In light of the Black Lives Matter protests that are currently happening across the world, what actions do you think the art world should take to become more diverse and inclusive?
It’s almost impossible for any American artist’s work to not be shaped by the current BLM protests and uproar in the U.S and in our communities. As artists, we communicate in a visual language and this is an important moment for artists, curators, galleries and museums alike to represent diverse voices, and highlight narratives that are being shaped by the current socio-political environment. It’s not enough for galleries to share an image of an artwork on social media by a black artist in a contrived show of performative activism.
This is such a deeply rooted issue and it’s critical for world-renowned museums and galleries to include and uplift POC artists, LGBTQ artists and other underrepresented groups -- especially, artists that are alive, and at the emerging - mid career level as opposed to artists that are no longer living, or are already very well established.
As an artist, how do you navigate your ethnicity?
When I first moved to the United States at 18 to a small, and very white town in Ohio, I immediately felt like a fish out of water.

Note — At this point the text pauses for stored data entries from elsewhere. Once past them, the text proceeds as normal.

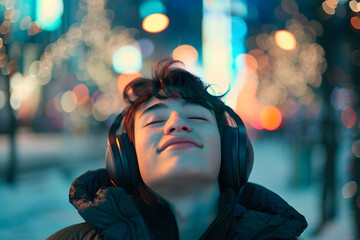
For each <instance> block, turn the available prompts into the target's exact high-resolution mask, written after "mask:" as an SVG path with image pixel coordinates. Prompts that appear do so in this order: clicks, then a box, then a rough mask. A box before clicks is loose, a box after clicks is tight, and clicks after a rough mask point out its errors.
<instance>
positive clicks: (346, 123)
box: [341, 107, 357, 128]
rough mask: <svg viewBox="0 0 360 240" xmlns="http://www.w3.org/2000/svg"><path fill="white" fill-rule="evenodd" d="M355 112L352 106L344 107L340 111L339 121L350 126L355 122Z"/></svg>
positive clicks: (346, 126) (348, 127) (355, 114)
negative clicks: (340, 111) (345, 107)
mask: <svg viewBox="0 0 360 240" xmlns="http://www.w3.org/2000/svg"><path fill="white" fill-rule="evenodd" d="M356 120H357V119H356V112H355V110H354V109H353V108H351V107H348V108H345V109H344V111H342V113H341V121H342V123H343V124H344V126H345V127H347V128H352V127H353V126H354V125H355V123H356Z"/></svg>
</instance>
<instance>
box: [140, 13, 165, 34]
mask: <svg viewBox="0 0 360 240" xmlns="http://www.w3.org/2000/svg"><path fill="white" fill-rule="evenodd" d="M168 26H169V18H168V17H167V16H166V15H164V14H161V13H154V14H151V15H149V16H147V17H146V18H145V19H144V20H143V22H142V28H143V29H144V30H145V31H147V32H150V33H158V32H162V31H164V30H165V29H166V28H167V27H168Z"/></svg>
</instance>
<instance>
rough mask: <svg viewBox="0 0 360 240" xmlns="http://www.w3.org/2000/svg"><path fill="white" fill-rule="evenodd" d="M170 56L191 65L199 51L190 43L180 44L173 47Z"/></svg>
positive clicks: (195, 57)
mask: <svg viewBox="0 0 360 240" xmlns="http://www.w3.org/2000/svg"><path fill="white" fill-rule="evenodd" d="M172 57H173V59H175V60H179V61H182V62H183V63H184V64H185V65H192V64H194V63H196V61H197V60H198V57H199V53H198V51H197V50H196V49H195V48H194V47H193V46H191V45H180V46H178V47H176V48H175V49H174V51H173V52H172Z"/></svg>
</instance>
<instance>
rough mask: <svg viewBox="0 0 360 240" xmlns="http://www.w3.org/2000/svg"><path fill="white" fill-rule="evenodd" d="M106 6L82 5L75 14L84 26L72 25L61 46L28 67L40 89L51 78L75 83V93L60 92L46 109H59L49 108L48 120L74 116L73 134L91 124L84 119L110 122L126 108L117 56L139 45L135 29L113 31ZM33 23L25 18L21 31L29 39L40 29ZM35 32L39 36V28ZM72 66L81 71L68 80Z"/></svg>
mask: <svg viewBox="0 0 360 240" xmlns="http://www.w3.org/2000/svg"><path fill="white" fill-rule="evenodd" d="M105 6H106V1H105V0H98V1H91V0H82V1H80V3H79V9H78V12H77V13H76V15H78V16H81V15H82V14H84V13H85V14H84V16H83V17H81V21H80V22H77V23H74V24H72V25H71V26H70V27H69V29H68V31H67V32H66V33H65V34H63V35H62V36H61V37H60V38H59V39H58V40H57V41H55V42H54V43H52V44H49V45H48V46H47V47H46V49H45V51H44V53H43V54H42V55H41V57H40V59H39V60H38V61H34V62H33V63H32V64H31V65H30V68H29V70H30V73H31V74H32V76H34V79H36V84H37V85H36V86H37V88H38V89H40V88H41V87H42V86H44V85H47V84H49V83H50V82H51V79H58V80H59V81H60V82H61V81H65V82H68V83H72V84H73V86H74V87H73V88H72V89H69V90H67V91H65V92H60V93H59V94H57V95H56V96H55V97H54V98H52V99H50V100H49V101H48V103H47V104H46V105H47V106H50V105H51V106H52V105H56V106H57V107H56V108H53V109H52V110H51V113H50V112H48V111H50V110H49V109H51V107H48V108H46V111H47V112H46V115H47V116H48V117H49V116H51V119H53V118H54V116H57V117H60V116H61V112H65V113H67V114H69V115H68V117H69V120H70V121H71V122H72V124H71V127H70V130H76V129H79V128H82V127H81V126H82V125H84V124H86V123H84V122H86V121H84V120H83V118H88V117H90V116H92V117H93V118H94V119H95V120H97V121H105V120H107V119H108V118H109V116H110V115H111V114H113V113H117V112H118V111H119V110H120V109H121V107H122V102H121V100H120V99H121V93H120V92H119V90H118V88H117V85H118V74H117V73H116V72H115V71H114V70H113V55H114V53H115V52H116V50H118V49H120V48H121V47H123V46H126V45H132V44H134V38H133V34H134V33H135V32H134V31H135V30H130V29H126V28H125V27H122V26H117V27H114V28H112V27H111V19H110V18H109V16H110V15H109V12H111V10H109V9H105ZM34 24H36V23H35V22H32V20H31V18H30V17H25V18H23V19H22V21H21V22H20V27H21V29H23V30H28V31H29V34H30V32H31V31H30V30H29V29H32V30H34V29H35V28H34V26H33V27H30V26H32V25H34ZM39 31H40V30H39ZM33 32H34V34H36V32H37V31H36V29H35V31H33ZM68 61H76V66H77V68H76V70H74V71H73V72H72V73H67V74H65V75H64V73H66V72H67V67H66V64H67V62H68ZM76 82H80V83H78V84H76ZM96 89H97V90H96ZM94 90H96V91H95V92H92V91H94ZM17 102H19V101H17ZM20 102H21V101H20ZM54 111H55V112H54ZM56 112H57V113H56ZM65 127H67V126H65Z"/></svg>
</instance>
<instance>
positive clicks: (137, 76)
mask: <svg viewBox="0 0 360 240" xmlns="http://www.w3.org/2000/svg"><path fill="white" fill-rule="evenodd" d="M139 77H142V75H141V74H140V73H139V72H124V73H122V74H121V75H120V76H119V77H118V79H117V86H118V90H119V92H120V93H123V92H124V88H125V87H126V85H127V84H128V83H130V82H131V81H132V80H134V79H136V78H139Z"/></svg>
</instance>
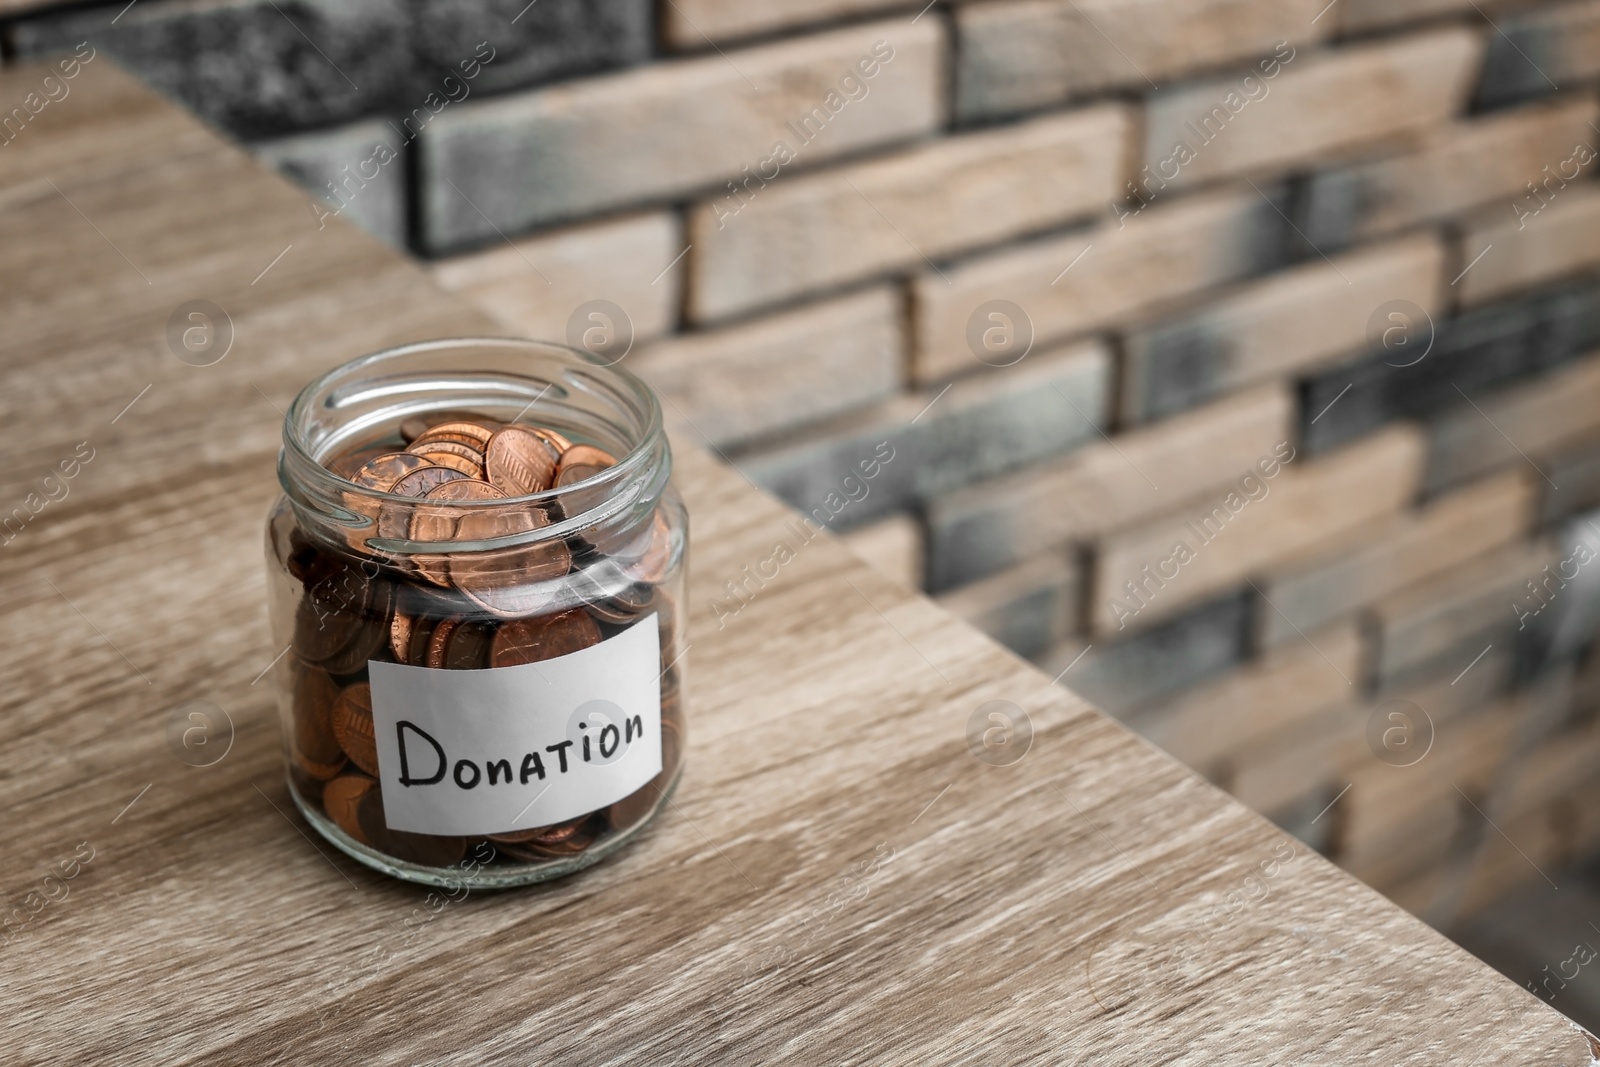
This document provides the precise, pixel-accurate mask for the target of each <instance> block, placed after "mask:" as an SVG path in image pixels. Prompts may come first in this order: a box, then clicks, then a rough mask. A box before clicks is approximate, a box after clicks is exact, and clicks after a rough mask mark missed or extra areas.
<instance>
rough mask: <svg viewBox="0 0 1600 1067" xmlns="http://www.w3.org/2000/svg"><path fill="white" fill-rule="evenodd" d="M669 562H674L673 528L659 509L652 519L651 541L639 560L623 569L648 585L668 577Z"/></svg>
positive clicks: (647, 543)
mask: <svg viewBox="0 0 1600 1067" xmlns="http://www.w3.org/2000/svg"><path fill="white" fill-rule="evenodd" d="M669 563H672V528H670V526H667V520H666V518H662V517H661V510H659V509H658V510H656V514H654V517H653V518H651V520H650V541H646V542H645V550H643V552H642V553H640V557H638V558H637V560H634V561H632V563H626V565H624V566H622V571H624V573H626V574H627V576H629V577H634V579H635V581H640V582H645V584H646V585H659V584H661V582H662V581H666V577H667V565H669Z"/></svg>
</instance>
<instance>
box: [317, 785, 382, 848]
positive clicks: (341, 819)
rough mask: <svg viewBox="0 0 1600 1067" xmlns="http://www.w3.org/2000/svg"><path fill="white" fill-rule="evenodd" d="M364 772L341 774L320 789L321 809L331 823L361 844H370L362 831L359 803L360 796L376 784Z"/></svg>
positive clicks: (360, 796) (359, 806)
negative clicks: (321, 802)
mask: <svg viewBox="0 0 1600 1067" xmlns="http://www.w3.org/2000/svg"><path fill="white" fill-rule="evenodd" d="M376 784H378V782H374V781H373V779H370V777H366V776H365V774H341V776H339V777H336V779H333V781H331V782H328V784H326V785H323V789H322V809H323V811H326V813H328V817H330V819H333V824H334V825H336V827H339V829H341V830H344V832H346V833H349V835H350V837H354V838H355V840H357V841H360V843H362V845H370V843H371V841H368V840H366V835H365V833H363V832H362V821H360V805H362V797H365V795H366V793H370V792H371V790H373V785H376Z"/></svg>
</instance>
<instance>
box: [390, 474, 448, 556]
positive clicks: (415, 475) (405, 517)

I didn’t completely fit in with the white students, or with the black students -- I was instead relegated to the unknown limbo brown space of non-belonging. For the longest time, I tried my best to fit in - to be more American. All I wanted was to blend in, and not stand out as an “other.”
Moving to San Francisco, a city that is a melting pot and that embraced me with open arms, I started to feel comfortable in my skin again. Soon after, I returned to my art practice after a few years working in the tech industry, and this catapulted me into a journey back to myself.
My artwork is a way for me to express my multifaceted identity; of missing home, but being at home all this time. If you look closely enough, in my artwork you can see hints of the little Indian girl, spending monsoons listening to birds in old banyan trees and gorging on marigold mangoes, and the confident American woman, unafraid of her body, her desire for freedom and unconventional ideas. This tension, expressed in colours, compositions, figures and abstractions is how I navigate this complex world.